Saturday, December 9, 2023
2:00–4:00 PM
Los Angeles State Historic Park
the underpinning, a Clockshop public art commission by artist Rodrigo Valenzuela, serves as both a sculptural installation and a stage for public programming in Los Angeles State Historic Park. Mimicking the foundation of a home, this structure is informed by the standardized government housing of the artist’s childhood in Chile and the site’s proximity to William Mead Homes, a city-operated public housing project. Situated on contested public land that serves immigrant and working-class neighborhoods, the underpinning reflects on the precarity of home while contemplating modularity and possibility in its construction. With multiple viewing and entry points, the installation renders indistinguishable the interiority and exteriority of a home to disrupt the distinctions between public and private property, and modes of ownership. Valenzuela demarcates a territory undefined by linear time or spatial designation for the viewer’s interpretation of home and belonging. the underpinning interrogates the social aspects of our built environments through programming that traces architectural histories of the working class and examines contemporary tensions between affordable housing and public, green space in Los Angeles.
ABOUT THE SPEAKERS
Rodrigo Valenzuela (b. Santiago, Chile 1982) lives and works in Los Angeles, CA, where he is an associate professor and heads the Photography Area in the Department of Art at UCLA. He works across photography, video, painting, and installation at the intersection of art history and architecture. Valenzuela examines his own relationships to labor and working-class identities, and excavates narratives built within the tensions of social cohesion between the individual and communities. Valenzuela has been awarded the Guggenheim Fellowship in Photography and Smithsonian Artist Research Fellowship, Joan Mitchell Painters and Sculptors Grant, Art Matters Foundation Grant, and Artist Trust Arts Innovators Award. He recently exhibited at the Center for Maine Contemporary Art and Asya Geisberg Gallery.
Manuel Shvartzberg Carrió is the Assistant Professor in the Department of Urban Studies and Planning at UC San Diego—on unceded Kumeyaay land—where he is also co-director of the Just Transitions Initiative, member of the Indigenous Futures Institute, and faculty in the Design Lab. An architect and architectural historian, he researches how design mediates regimes of racial capitalism and processes of decolonization. He holds a PhD in Architecture from Columbia University, a Master’s in Aesthetics and Politics from CalArts, and a Bachelor’s degree and MA from The Bartlett at UCL. Previously, he was the Assistant Professor in the History of Architecture and Urban Development Program at Cornell University. As a practicing architect, he worked for OMA/Rem Koolhaas in Rotterdam, with Barozzi/Veiga in Barcelona, and was project architect for David Chipperfield Architects in London. He is a 2023 Graham Foundation grant awardee and is currently a Fellow at the Getty Research Institute in Los Angeles.
ACCESSIBILITY
Arrival: Los Angeles State Historic Park is located at 1245 N Spring St, Los Angeles, CA 90012, directly adjacent to Chinatown and the Metro Gold Line. The reception will take place at the Roundhouse Bridge in the center of the main lawn. The park is located just 1 mile away from Los Angeles Union Station, making it accessible from several Metro routes. We highly recommend using public transportation, rideshare, biking, or carpooling.

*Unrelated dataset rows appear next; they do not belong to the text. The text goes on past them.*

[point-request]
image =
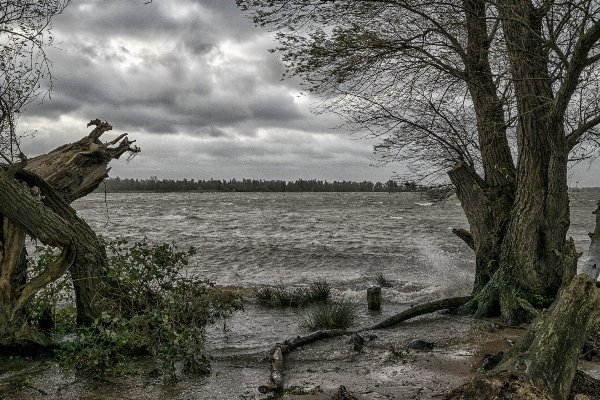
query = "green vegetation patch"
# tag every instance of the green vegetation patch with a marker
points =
(285, 296)
(338, 315)
(154, 306)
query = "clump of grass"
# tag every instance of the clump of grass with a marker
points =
(290, 297)
(319, 291)
(338, 315)
(284, 296)
(383, 281)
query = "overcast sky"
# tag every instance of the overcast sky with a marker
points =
(193, 83)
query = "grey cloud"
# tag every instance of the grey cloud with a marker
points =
(193, 83)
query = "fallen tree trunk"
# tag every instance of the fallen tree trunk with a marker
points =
(30, 204)
(276, 353)
(544, 360)
(420, 309)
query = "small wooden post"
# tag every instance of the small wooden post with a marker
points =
(374, 298)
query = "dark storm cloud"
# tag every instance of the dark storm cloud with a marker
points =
(192, 81)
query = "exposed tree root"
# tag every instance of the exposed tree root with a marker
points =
(543, 362)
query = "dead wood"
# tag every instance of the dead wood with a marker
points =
(420, 309)
(34, 197)
(276, 353)
(276, 379)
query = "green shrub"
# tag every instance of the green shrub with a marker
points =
(52, 310)
(339, 315)
(153, 306)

Parking options: There is paid parking at 1501 N Spring Street, the main parking lot of the park, at $2/hour, up to $8 daily. The park will open the dirt overflow parking lot directly in front of the main parking lot which is free and first come, first served. There is also free street parking around the park. Please avoid parking near residential homes on the east side of Main Street and give yourself plenty of time to park and walk over!

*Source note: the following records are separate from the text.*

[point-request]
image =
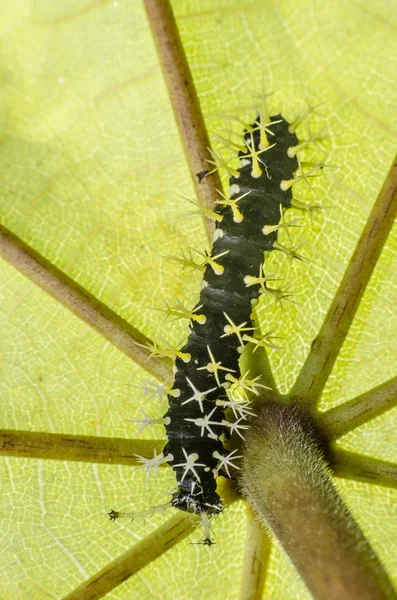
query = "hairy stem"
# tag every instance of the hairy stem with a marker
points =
(286, 480)
(83, 304)
(184, 102)
(347, 416)
(81, 448)
(326, 346)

Restrooms: There are several all-gender public restrooms and portapotties on site.
SUPPORT
the underpinning was commissioned by Clockshop and supported through our long-standing partnership with California State Parks. The production of this work was generously supported by the National Endowment for the Arts, the California Arts Council, and the Pasadena Arts Alliance, with additional support from the City of Los Angeles Department of Cultural Affairs, Los Angeles County Department of Arts and Culture, and Clockshop’s generous community of supporters.